Hippo Technologies, a Vancouver, Wash.-area startup developing tech to connect patients in rural areas with specialists, raised seed funding from Ochsner Health, a large health system based in New Orleans.
The companies did not disclose the funding amount, but the cash brings total investment in Hippo to $3.7 million, according to a spokesperson. Previous investors include members of Hippo’s executive team and other individual backers.
Hippo’s platform links up software to support virtual care and telemedicine workflows with a headset worn by a clinician.
The hands-free, voice-activated headsets can be used at the point of care to livestream patient encounters to specialists at hospitals.
Hippo will collaborate with Ocshner to connect specialists with providers and patients in isolated areas of Ochsner’s network, which serves Louisiana, Mississippi and the Gulf South. The focus will initially be on neurology.
The partnership is “bringing the specialist and care team to the patient wherever they are,” said CEO Patrick Quinlan in a statement Wednesday announcing the deal. Quinlan, formerly CEO of Ochsner, co-founded Hippo in 2020.
Other co-founders include neurosurgeon and chief medical officer Wale Sulaiman, previously a professor of clinical neurosurgery at Tulane University and medical director of the Ochsner back and spine center; corporate attorney Craig Williams; and Brian Hamilton, a co-founder of Vancouver-based RealWear, an assisted reality wearable startup that recently raised $23.5 million.
RealWear manufactures Hippo’s specialized headset and Hippo develops the software, which is also compatible with other head-mounted displays and smart glasses. Hippo charges an installation fee for hardware and a monthly licensing fee based on usage.
The company began to come together three years ago when Hamilton, who comes from a family of medical workers, tested a headset for patient care in Nigeria in collaboration with Quinlan and Sulaiman.
According to a 2019 CNN story about his life, Sulaiman was born in Nigeria and has long had a commitment to providing medical care in the country. Sulaiman is the CEO and founder of RNZ Global, a medical management and services company that operates in sub-Saharan Africa and uses Hippo’s platform.
Hippo is also being used for medical education by Barry University and other customers.
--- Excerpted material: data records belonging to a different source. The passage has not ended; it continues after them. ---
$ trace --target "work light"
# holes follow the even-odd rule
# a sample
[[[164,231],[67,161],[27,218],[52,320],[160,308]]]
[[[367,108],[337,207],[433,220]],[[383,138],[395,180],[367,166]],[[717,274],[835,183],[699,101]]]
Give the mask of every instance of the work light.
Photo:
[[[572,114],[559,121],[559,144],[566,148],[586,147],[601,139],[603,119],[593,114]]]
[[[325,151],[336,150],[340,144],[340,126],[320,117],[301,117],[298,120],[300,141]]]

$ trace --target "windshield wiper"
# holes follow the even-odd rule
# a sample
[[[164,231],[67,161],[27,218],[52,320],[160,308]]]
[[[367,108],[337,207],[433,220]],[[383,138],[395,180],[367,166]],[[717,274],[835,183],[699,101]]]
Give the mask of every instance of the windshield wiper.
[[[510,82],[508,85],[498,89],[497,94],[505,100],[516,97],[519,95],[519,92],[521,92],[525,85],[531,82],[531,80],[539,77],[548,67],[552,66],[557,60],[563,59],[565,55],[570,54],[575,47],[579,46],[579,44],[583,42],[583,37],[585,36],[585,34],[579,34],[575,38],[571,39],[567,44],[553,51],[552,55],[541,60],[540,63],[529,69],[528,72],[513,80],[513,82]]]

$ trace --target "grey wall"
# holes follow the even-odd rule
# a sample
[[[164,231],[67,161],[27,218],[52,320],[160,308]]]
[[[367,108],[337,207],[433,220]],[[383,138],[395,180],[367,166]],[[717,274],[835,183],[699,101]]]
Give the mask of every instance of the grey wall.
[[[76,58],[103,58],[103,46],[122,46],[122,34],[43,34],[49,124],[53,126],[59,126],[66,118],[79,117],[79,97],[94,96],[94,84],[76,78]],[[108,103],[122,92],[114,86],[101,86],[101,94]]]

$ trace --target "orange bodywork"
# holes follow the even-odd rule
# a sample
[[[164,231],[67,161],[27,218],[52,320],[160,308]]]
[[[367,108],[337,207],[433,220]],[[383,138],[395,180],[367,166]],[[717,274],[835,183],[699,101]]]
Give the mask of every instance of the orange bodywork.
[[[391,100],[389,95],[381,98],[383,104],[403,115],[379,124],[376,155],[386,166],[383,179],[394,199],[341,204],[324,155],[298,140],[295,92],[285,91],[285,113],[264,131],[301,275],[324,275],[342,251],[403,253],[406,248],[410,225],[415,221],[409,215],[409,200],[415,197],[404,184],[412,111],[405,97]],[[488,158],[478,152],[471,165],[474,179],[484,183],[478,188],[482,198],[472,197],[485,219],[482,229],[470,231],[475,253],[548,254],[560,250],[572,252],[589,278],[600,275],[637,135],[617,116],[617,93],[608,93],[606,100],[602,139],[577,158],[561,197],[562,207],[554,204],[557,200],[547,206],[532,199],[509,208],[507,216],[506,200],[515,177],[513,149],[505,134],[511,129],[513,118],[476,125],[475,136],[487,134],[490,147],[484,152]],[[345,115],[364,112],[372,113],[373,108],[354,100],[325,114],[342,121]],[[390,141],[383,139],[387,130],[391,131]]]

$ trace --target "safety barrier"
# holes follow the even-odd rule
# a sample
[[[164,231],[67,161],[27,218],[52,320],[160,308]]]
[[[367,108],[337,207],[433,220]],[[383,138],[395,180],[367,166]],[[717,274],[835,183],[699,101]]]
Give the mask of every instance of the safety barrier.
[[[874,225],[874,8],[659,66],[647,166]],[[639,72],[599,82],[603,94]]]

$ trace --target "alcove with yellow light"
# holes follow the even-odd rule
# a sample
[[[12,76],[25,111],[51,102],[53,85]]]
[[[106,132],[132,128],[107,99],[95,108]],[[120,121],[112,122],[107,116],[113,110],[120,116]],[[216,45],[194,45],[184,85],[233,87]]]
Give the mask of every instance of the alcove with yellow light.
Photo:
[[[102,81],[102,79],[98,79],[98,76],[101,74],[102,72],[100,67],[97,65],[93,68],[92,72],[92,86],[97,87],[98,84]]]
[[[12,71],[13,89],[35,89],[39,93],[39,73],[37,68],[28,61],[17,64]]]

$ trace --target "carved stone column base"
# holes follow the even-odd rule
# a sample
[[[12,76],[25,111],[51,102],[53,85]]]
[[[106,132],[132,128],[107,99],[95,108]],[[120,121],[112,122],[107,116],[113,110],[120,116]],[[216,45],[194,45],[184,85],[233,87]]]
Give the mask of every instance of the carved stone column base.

It was deployed in hospitals in China early in the pandemic and is being used by dialysis clinics in Guatemala.
The startup has 10 employees, including chief technology officer Ivan Lumala, who served as chief technology officer of Microsoft 4Afrika, the tech giant’s effort to grow its business on the continent by fostering local innovation.
Hippo says it stands out from other virtual care companies by offering a team-based clinical workflow that allows multiple clinicians to consult on a patient case.
Hippo is an acronym that reflects the Hippocratic Oath. It stands for health, integrity, people, purpose and outcomes.